This is a question which frequently comes up.
The answer isn't necessarily one way or the other, but it depends on your situation. In most cases it would be absolutely fine to just create a PushBroker instance whenever you need it, since most platforms use HTTP based protocols for sending notifications. In the case of Apple, they state in their documentation that you should keep your connection to APNS open in order to minimize overhead of opening and closing secure connections.
However, in practice I think this means that they don't want you connecting and disconnecting VERY frequently (eg: they don't want you creating a new connection for every message you send). In reality, if you're sending batches of notifications every so often (let's say every 15 minutes or every hour) they probably won't have a problem with you opening a new connection for each batch and then closing it when done.

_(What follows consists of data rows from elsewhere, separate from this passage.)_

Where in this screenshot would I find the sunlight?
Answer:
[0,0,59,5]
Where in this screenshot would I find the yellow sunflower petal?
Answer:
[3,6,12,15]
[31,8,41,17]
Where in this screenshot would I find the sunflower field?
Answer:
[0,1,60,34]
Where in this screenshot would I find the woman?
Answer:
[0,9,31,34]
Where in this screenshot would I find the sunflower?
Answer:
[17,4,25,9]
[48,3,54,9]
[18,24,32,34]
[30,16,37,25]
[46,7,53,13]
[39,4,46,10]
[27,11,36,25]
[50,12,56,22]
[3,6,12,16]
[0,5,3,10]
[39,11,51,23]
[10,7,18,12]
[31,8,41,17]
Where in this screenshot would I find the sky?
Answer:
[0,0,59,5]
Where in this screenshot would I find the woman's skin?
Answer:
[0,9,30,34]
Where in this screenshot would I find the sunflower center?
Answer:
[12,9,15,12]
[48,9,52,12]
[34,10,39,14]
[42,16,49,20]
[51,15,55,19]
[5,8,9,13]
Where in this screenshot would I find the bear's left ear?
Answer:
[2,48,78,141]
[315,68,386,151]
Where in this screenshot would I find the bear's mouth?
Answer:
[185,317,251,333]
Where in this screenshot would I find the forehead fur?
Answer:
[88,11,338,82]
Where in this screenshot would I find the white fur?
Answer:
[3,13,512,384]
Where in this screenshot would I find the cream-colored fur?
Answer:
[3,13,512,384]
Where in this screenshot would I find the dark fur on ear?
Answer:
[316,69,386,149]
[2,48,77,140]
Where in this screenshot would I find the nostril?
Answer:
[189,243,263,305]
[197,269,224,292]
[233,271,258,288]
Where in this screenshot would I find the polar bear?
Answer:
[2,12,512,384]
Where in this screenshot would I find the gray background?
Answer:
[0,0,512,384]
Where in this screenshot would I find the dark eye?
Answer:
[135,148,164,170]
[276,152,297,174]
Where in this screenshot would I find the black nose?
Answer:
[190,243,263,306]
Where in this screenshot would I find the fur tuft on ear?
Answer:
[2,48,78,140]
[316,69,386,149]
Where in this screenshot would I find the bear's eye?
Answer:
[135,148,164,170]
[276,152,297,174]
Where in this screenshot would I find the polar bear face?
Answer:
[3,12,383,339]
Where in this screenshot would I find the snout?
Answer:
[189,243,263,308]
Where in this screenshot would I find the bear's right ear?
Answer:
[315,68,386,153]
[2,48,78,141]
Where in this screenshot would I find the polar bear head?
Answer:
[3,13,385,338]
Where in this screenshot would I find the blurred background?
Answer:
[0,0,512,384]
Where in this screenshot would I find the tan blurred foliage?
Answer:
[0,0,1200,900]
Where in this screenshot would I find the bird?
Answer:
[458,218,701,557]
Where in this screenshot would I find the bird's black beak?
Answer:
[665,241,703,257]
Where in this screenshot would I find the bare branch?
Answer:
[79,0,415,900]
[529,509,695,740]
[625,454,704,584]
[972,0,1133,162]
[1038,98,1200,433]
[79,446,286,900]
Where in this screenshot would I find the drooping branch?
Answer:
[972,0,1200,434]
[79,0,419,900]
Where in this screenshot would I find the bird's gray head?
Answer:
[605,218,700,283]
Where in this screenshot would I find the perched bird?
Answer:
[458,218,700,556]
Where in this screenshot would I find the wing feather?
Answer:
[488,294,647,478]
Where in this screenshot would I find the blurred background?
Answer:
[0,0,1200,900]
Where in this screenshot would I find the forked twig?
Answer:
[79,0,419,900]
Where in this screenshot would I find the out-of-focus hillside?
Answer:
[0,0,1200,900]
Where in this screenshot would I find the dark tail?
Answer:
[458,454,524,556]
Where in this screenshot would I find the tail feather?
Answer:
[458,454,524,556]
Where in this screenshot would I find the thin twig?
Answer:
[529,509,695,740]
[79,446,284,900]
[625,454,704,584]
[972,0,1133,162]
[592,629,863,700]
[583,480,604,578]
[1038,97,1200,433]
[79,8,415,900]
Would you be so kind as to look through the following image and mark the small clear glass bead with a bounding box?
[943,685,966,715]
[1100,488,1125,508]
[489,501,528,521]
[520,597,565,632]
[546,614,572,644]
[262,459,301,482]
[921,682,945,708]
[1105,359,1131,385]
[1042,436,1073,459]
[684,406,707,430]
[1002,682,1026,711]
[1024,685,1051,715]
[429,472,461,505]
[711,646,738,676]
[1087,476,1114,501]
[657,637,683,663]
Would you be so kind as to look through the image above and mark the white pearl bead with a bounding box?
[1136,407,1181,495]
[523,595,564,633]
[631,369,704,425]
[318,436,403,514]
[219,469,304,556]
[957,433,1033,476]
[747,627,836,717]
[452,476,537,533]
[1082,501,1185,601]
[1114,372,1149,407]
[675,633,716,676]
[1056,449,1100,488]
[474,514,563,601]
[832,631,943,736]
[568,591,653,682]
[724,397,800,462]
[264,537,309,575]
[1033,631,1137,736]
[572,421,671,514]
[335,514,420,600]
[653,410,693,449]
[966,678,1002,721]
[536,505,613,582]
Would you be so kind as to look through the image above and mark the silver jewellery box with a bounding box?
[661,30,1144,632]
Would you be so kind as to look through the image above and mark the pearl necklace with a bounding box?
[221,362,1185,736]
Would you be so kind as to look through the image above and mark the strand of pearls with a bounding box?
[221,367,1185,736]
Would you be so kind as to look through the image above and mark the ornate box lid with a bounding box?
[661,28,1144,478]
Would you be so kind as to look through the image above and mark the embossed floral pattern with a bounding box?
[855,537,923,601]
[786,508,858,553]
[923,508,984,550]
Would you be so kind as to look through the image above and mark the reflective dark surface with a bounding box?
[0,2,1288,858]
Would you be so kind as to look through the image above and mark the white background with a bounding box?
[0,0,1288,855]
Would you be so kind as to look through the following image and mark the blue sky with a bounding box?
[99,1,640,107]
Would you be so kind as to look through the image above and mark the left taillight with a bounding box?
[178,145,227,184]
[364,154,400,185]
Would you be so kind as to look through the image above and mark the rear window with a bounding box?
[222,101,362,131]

I've never heard of anyone being blocked from Apple's APNS servers for doing this. In fact in the very early days of working with push notifications, I had a bug that caused a new apns connection to be created for each notification. I sent thousands of notifications a day like this and never heard anything about it from Apple (eventually I identified it as a bug and fixed it of course).
As for collecting feedback, by default the ApplePushService will poll the feedback servers after 10 seconds of starting, and then every 10 minutes thereafter. If you want to disable this from happening you can simply set the ApplePushChannelSettings.FeedbackIntervalMinutes to <= 0. You can then use the FeedbackService class to poll for feedback whenever you need to, manually.